This breach of sportsmanship and integrity leaves the ACC under an absolute imperative to investigate. It cannot sit this one out or take half measures. Whether one school is implicated or 14, the ACC needs to check all the boxes and retain the utmost sense of propriety, even if that means hiring outside counsel to undertake an investigation. It cannot merely be content with what Louisville says happened.
In a statement Wednesday, the ACC said “protecting competitive integrity is fundamental” and that the conference would “perform its due diligence.”
An investigation will start with Galloway, but it’s going to end up asking what Bobby Petrino knew and when he knew it. He denied knowing anything in November, so if Petrino was indeed involved or was aware his staff was taking advantage of illicit information, this is going to be a lot worse for his professional life than any two-wheeled peccadilloes or broken promises in his past.
That’s why it’s so important for the ACC to get to the bottom of this. What Elrod did is ugly but he had co-conspirators, and they need to be identified, unmasked and, if deemed necessary, punished – even if that means vacating Louisville’s win over Wake Forest. Nothing less than the collective integrity of ACC football competition is on the line.
Louisville is clearly not alone. Someone was buying what Elrod was selling, figuratively speaking if not literally as well, on “multiple occasions” according to Wake Forest.
“We have notified everybody that needs to be notified,” Wake Forest spokesman Steve Shutt said. “It’s up to them to take the appropriate action.”
That’s an ominous turn of phrase. While North Carolina and N.C. State said they had not been contacted by Wake Forest, and Duke declined to comment, though there’s no indication the Blue Devils have been contacted either, Elrod also previously worked with coaches who worked on the Indiana and Army staffs when they played Wake Forest.
His chicanery may extend only as far as those old colleagues, and not to any other ACC schools, but Louisville is unquestionably involved, and that’s a big problem for the ACC.
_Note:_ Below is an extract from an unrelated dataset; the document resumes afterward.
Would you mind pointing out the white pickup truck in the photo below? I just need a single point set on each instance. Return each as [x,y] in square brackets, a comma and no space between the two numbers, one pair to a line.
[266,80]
Wake Forest has problems, too, but they’re limited to Wake Forest. Clearly, Dave Clawson’s mistake was trusting Elrod, to borrow a phrase from another ACC football scandal, but it’s a mistake anyone could make, given Elrod’s football background and deep ties to the school. Once the subterfuge was discovered, Wake Forest not only got to the bottom of what happened but offered a full and robust accounting of its side of things, one that wasn’t necessarily flattering but left very little to speculation other than Benedict Elrod’s motives. Yet Wake Forest was (deliberately?) vague about who was on the receiving end of Elrod’s espionage.
It’s up to the ACC to clear that up, and to do it thoroughly and publicly. The ACC has a lot more at stake than Wake Forest, which only had its chances to win a few football games compromised. Louisville’s hands are dirty, and the ACC needs to figure out just how dirty they are.